Resulullah bir şeye dokunsa idi eğer,
Anında bir canlılık kazanırdı o şeyler.
Mesela birisinin var idi ki bir atı,
Zayıf olup, yok idi yürümeye takatı.
Bir gün, bu zayıf ata bindi Fahr-i kâinat.
Rüzgar gibi koşmaya başladı hemen o at.
O günden itibaren, öyle oldu ki hatta,
Ondaki bu çeviklik yoktu başka bir atta.
Yine Sa'd bin Ubade hazretlerinin dahi,
Bir merkebi vardı ki, uyuşuktu bir hayli.
Peygamber efendimiz, bir gün de bindi ona.
O anda bir canlılık, kuvvet geldi hayvana.
Eshabdan birinin de, hanesinde bir vakit,
Bir tencere var idi Resulullaha ait.
O tencere içinde, su bulunduruyordu.
Ve hasta olanlara, o sudan veriyordu.
Peygamber-i zişânın bereketiyle hemen,
İçenler, şifa bulur, kurtulurdu derdinden.

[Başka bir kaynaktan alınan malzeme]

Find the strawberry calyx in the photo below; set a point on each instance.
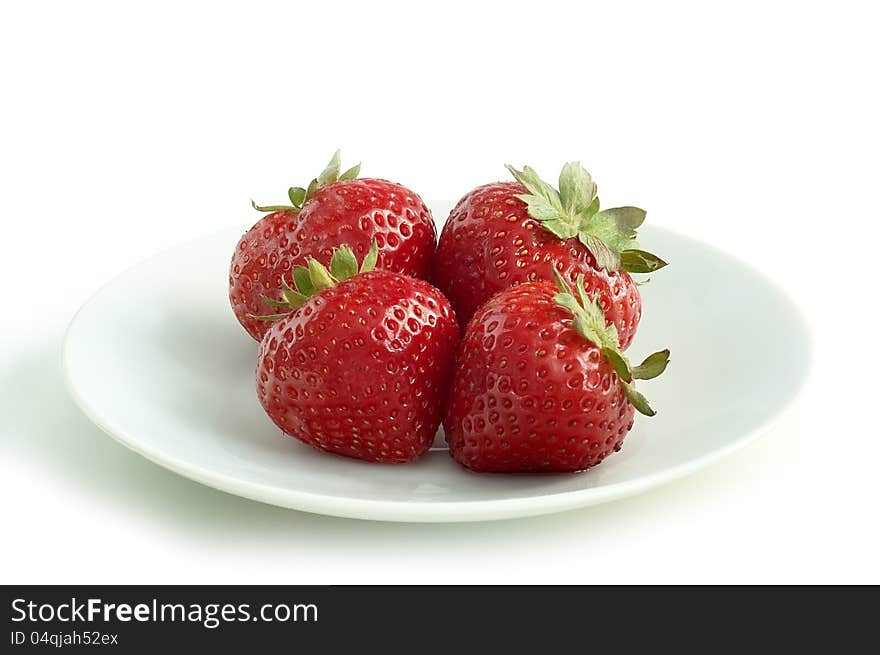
(573, 211)
(589, 321)
(299, 195)
(315, 277)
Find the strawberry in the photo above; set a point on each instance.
(334, 209)
(541, 382)
(506, 233)
(362, 365)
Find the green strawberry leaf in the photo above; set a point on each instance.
(576, 188)
(303, 280)
(639, 261)
(573, 211)
(638, 400)
(297, 195)
(370, 258)
(343, 265)
(589, 321)
(653, 366)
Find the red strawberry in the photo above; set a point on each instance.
(541, 383)
(335, 209)
(506, 233)
(362, 367)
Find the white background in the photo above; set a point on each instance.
(128, 129)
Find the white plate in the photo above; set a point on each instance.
(157, 360)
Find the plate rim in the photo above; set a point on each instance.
(431, 511)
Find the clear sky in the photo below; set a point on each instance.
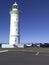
(34, 20)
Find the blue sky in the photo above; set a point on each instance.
(34, 20)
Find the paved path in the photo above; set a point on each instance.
(23, 58)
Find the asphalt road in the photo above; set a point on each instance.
(23, 58)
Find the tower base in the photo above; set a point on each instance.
(12, 46)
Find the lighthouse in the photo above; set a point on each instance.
(14, 38)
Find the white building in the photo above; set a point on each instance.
(14, 37)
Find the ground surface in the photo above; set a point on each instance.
(24, 58)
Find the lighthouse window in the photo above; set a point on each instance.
(14, 6)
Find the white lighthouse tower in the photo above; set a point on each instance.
(14, 38)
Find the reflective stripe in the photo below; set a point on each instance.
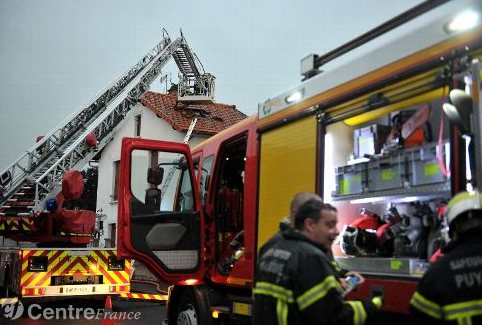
(426, 306)
(463, 310)
(359, 313)
(317, 292)
(465, 321)
(269, 289)
(282, 312)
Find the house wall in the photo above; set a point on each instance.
(152, 127)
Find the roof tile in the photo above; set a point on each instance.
(212, 117)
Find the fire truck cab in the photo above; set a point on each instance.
(388, 133)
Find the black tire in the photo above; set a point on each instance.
(193, 308)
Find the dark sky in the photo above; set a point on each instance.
(56, 54)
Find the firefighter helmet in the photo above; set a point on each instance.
(463, 203)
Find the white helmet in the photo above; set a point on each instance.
(463, 202)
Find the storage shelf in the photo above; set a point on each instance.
(432, 191)
(395, 267)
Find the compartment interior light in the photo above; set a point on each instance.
(463, 21)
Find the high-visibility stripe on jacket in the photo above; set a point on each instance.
(297, 283)
(450, 292)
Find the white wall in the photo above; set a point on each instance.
(152, 127)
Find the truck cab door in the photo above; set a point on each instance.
(159, 214)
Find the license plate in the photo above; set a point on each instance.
(74, 290)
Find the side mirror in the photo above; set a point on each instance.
(460, 110)
(155, 175)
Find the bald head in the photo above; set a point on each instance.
(298, 200)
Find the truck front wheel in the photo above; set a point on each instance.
(193, 308)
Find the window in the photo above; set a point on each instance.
(137, 121)
(229, 203)
(161, 181)
(110, 241)
(115, 189)
(205, 176)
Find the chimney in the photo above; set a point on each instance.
(173, 89)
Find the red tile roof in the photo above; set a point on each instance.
(212, 117)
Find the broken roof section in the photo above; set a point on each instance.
(212, 117)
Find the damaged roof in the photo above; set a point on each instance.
(212, 117)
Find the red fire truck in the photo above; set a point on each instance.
(48, 246)
(386, 133)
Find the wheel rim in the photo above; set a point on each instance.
(187, 316)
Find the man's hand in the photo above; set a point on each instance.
(344, 283)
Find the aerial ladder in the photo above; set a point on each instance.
(34, 178)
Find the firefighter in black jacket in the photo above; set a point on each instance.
(296, 280)
(450, 292)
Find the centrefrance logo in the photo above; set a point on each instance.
(16, 310)
(12, 310)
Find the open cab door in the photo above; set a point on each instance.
(159, 214)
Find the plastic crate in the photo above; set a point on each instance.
(423, 164)
(370, 139)
(386, 173)
(350, 179)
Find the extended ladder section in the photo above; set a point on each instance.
(37, 175)
(193, 86)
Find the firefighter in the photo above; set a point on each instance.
(288, 221)
(296, 280)
(450, 292)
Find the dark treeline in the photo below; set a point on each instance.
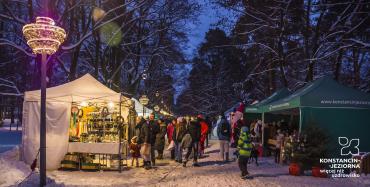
(275, 44)
(129, 45)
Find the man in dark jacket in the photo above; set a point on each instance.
(145, 141)
(154, 130)
(160, 138)
(178, 134)
(194, 130)
(224, 135)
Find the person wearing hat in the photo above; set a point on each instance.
(224, 135)
(154, 130)
(244, 147)
(160, 139)
(134, 151)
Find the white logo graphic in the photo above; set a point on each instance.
(349, 147)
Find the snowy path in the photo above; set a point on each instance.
(168, 173)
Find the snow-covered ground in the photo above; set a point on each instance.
(168, 173)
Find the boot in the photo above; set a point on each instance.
(184, 164)
(160, 156)
(147, 165)
(227, 157)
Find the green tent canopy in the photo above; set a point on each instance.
(340, 110)
(323, 93)
(260, 106)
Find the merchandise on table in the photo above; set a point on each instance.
(94, 137)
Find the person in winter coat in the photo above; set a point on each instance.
(161, 138)
(224, 135)
(244, 149)
(170, 132)
(134, 151)
(194, 130)
(203, 134)
(209, 123)
(139, 123)
(236, 129)
(145, 142)
(179, 133)
(154, 130)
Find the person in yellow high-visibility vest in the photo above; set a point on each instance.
(245, 149)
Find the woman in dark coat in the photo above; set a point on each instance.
(194, 130)
(178, 134)
(160, 138)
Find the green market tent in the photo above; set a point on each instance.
(259, 107)
(342, 111)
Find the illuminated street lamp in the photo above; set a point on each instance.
(44, 38)
(156, 108)
(144, 100)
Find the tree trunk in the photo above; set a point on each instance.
(338, 65)
(356, 67)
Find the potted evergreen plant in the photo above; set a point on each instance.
(310, 149)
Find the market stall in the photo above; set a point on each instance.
(340, 110)
(84, 119)
(257, 110)
(140, 109)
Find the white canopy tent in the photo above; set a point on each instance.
(58, 110)
(139, 108)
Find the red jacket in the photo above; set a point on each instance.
(170, 129)
(204, 130)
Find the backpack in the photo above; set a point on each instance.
(225, 130)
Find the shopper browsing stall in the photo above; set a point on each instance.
(134, 151)
(160, 138)
(154, 130)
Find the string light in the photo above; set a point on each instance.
(44, 37)
(111, 105)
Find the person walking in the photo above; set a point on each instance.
(161, 138)
(244, 148)
(145, 142)
(154, 130)
(238, 125)
(170, 133)
(209, 123)
(179, 133)
(194, 130)
(139, 123)
(224, 135)
(203, 135)
(134, 151)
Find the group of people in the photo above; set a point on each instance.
(189, 134)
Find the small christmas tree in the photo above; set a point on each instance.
(310, 147)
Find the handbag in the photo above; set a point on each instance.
(145, 149)
(186, 141)
(171, 146)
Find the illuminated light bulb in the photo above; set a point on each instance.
(110, 104)
(44, 37)
(84, 104)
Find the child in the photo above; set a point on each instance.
(244, 149)
(135, 151)
(254, 153)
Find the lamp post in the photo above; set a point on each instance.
(156, 108)
(144, 100)
(44, 38)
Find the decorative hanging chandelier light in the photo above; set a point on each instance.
(44, 37)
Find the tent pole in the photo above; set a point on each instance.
(43, 122)
(120, 128)
(263, 129)
(300, 122)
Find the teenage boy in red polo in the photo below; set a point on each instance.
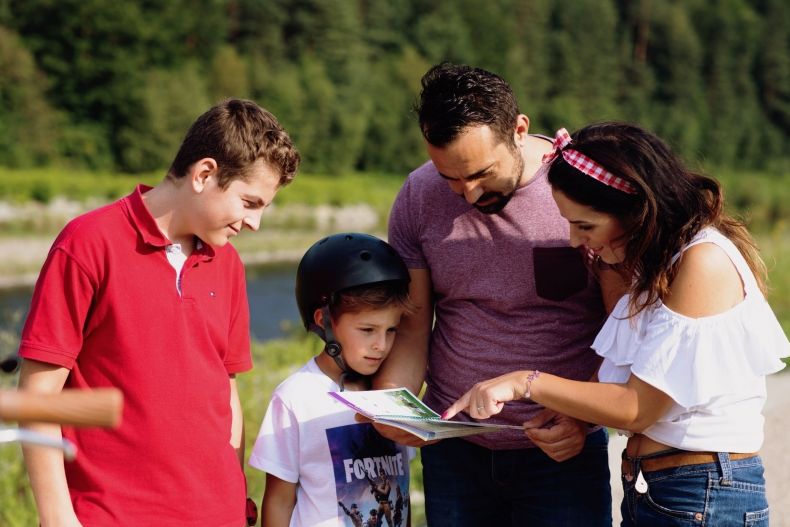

Yine Peygamberimiz, bazı Eshabı ile,
Bir kuyunun yanından geçiyordu bir kere.
(Bu su nasıldır?) diye sual etti o Server.
Cevaben kendisine: (Tuzlu sudur) dediler.
Peygamber efendimiz buyurdular ki: (Hayır.

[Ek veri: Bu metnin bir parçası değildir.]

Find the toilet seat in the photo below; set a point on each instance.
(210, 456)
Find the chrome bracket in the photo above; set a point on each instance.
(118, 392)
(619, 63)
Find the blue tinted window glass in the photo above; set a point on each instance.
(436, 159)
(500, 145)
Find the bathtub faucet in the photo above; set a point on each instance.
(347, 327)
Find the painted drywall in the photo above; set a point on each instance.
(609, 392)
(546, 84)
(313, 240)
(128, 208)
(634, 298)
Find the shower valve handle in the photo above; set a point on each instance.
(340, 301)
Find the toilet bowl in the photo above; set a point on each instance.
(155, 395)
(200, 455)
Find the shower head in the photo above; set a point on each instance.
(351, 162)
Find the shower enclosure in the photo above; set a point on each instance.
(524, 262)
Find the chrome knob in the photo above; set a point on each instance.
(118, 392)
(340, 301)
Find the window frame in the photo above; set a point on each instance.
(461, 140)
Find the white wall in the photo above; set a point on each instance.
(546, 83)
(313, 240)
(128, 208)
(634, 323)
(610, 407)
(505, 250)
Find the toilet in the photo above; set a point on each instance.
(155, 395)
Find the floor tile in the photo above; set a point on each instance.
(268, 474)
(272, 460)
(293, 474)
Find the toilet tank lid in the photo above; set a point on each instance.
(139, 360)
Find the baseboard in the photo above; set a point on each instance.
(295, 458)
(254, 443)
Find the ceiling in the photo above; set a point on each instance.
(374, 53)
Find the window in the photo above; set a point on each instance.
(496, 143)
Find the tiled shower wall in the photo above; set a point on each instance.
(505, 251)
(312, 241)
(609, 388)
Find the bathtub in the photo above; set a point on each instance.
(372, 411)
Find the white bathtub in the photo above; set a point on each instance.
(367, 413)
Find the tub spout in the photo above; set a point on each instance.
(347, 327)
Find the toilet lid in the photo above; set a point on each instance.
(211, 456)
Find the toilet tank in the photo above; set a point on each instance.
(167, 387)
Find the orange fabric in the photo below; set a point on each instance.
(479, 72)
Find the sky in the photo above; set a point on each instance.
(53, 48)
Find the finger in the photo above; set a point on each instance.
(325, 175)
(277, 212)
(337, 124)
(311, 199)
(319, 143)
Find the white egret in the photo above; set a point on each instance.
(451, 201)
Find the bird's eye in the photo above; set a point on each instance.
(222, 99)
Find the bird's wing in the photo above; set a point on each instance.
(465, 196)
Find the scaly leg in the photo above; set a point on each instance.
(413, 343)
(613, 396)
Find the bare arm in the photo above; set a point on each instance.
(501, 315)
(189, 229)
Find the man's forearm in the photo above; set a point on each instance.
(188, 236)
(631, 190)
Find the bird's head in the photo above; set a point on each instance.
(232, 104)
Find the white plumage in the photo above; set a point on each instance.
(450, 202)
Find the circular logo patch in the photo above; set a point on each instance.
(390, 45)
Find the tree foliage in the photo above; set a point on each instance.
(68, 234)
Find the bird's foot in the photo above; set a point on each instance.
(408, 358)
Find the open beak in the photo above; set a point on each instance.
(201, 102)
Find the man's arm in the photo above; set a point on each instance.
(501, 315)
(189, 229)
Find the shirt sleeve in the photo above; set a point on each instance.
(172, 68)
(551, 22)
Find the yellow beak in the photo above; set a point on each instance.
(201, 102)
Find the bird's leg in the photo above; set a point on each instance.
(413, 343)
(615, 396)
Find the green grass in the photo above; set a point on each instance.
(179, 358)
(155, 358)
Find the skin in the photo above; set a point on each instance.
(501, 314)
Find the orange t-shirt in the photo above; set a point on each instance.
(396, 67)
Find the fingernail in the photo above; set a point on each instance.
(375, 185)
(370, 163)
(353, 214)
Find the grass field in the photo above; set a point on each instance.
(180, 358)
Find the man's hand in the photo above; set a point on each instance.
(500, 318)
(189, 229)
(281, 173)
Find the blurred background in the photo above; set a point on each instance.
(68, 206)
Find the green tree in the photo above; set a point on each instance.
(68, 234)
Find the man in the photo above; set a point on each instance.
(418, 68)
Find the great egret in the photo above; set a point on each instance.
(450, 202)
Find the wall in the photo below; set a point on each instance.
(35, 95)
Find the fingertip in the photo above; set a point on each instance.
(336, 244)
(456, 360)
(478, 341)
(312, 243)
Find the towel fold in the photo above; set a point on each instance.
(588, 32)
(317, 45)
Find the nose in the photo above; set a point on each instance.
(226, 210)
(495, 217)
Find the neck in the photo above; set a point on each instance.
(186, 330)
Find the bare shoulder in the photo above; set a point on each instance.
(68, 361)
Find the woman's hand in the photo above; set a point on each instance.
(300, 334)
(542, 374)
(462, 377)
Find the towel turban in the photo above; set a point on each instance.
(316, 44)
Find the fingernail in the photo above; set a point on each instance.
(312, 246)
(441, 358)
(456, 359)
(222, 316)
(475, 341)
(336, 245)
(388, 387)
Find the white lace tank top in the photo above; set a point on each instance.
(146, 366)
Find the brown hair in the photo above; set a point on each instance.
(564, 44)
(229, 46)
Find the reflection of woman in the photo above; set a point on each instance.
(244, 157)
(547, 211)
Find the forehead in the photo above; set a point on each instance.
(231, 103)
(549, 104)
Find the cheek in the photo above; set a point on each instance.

Tuzlu değil, bilakis çok güzel tadı vardır.)
Vakta ki Resulullah o gün böyle buyurdu.
O su, o günden sonra tatlı ve leziz oldu.
Bir gün de Resulullah, Eshabdan bir zat ile,
Beraberce yatsıyı kılarak cemaatle,
Bir hurma dalı verdi eline o kimsenin.
Buyurdu ki: (Yolunu aydınlatır bu senin.)
O dal ile evine giderken o sahabi,
Aydınlattı önünü o dal bir lamba gibi.
Yine Bedir harbinde savaşırken pek çetin,
Kılıcı kırılmıştı hazret-i Ukaşe’nin.
Resulullah, yerden bir hurma dalı alarak,
Uzattı kendisine hemen acil olarak.
Ve ona, (Al bununla savaş) buyurduğunda,
O dal, onun elinde kılıç oldu anında.
Uzun, parlak ve keskin, kalındı hem de gayet.
Savaştı o kılıçla harplerde uzun müddet.
Peygamber efendimiz, yine sahabilerden,
Umeyr’in saçlarını okşamıştı küçükken.
Bu mübarek sahabi, geldi seksen yaşına.
Yine de bir tek olsun, ak düşmedi saçına.
Hazret-i Katade’nin yüzüne de, o Server,
Mübarek eli ile dokunmuştu bir sefer.
Onun dahi yüzüne geldi ki bir parlaklık,
Herkesin arasında fark edilirdi artık.